03: Kanye West – College Dropout
An independent hip hop record on the most mainstream hip hop label in the world, with a bunch of mainstream hip hop friends helping out; this may be the most amazingly catchy album of the year, and definitely one of the best hip hop albums I’ve heard. The religious (and yet non-preachy) Jesus Walks, the emotional All Falls Down, the ingenious Through the Wire, it’s all madly intelligent, all wildly creative and all fantastic. An example of perfect production, and an all-around classic.
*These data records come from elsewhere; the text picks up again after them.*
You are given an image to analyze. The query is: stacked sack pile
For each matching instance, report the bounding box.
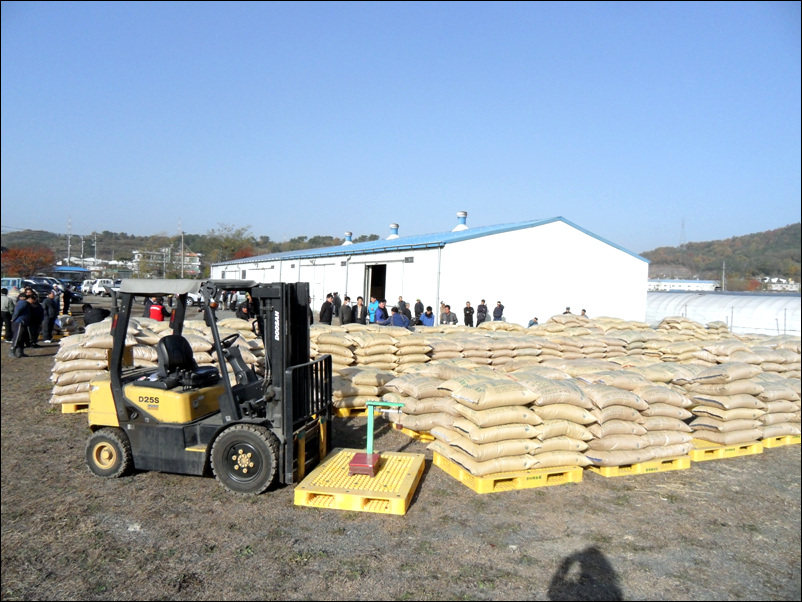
[347,326,400,371]
[50,319,138,404]
[50,318,265,404]
[579,370,693,466]
[685,362,766,445]
[422,364,590,476]
[382,360,462,434]
[309,327,356,372]
[332,366,395,410]
[394,331,432,374]
[754,372,802,439]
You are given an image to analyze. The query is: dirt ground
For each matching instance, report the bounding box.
[2,300,802,600]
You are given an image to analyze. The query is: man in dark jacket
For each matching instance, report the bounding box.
[42,291,58,343]
[340,295,354,324]
[476,299,487,326]
[28,293,45,347]
[415,299,423,322]
[462,301,473,326]
[351,297,369,324]
[8,292,30,357]
[375,299,390,324]
[318,293,334,326]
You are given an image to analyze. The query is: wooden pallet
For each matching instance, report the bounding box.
[689,439,763,462]
[433,452,583,493]
[761,435,802,447]
[588,456,691,477]
[295,449,425,514]
[61,403,89,414]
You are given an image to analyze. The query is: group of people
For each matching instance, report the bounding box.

02: Franz Ferdinand – Franz Ferdinand
The catchiest damn thing I’ve heard in years! Synthesizers, guitars, bad-ass hooks and incredible melodies, it’s one of the most perfect rock records made in this century. This gaggle of British pretty-boys make some wonderful sounds together; it’s actually surprising that they’ve only had one hit in
01: Green Day – American Idiot
Flawless. Perfect. A classic, to be held in as high esteem as The Who’s “Tommy” and Pink Floyd’s “The Wall”, and I am in no way exaggerating. A concept record about the ennui, depression and pressures of living in a red-state America; it is both poignant and great music. Fantastic storytelling, extremely experimental for a Top 40 band, the entire project was something totally unexpected, yet totally perfect. The prototypical snotty teen punk band grew up, matured, and blew every other album out of the water. From the straight-ahead Ramones-style punk of She’s a Rebel to the typical Green Day style of I Don’t Care to the old school rock n roll of Rock and Roll Girlfriend to the soul-crushingly sad Wake Me Up When September Ends, this is, without any semblance of doubt, the best album of the year, and a must listen for anyone who has ever listened to rock music.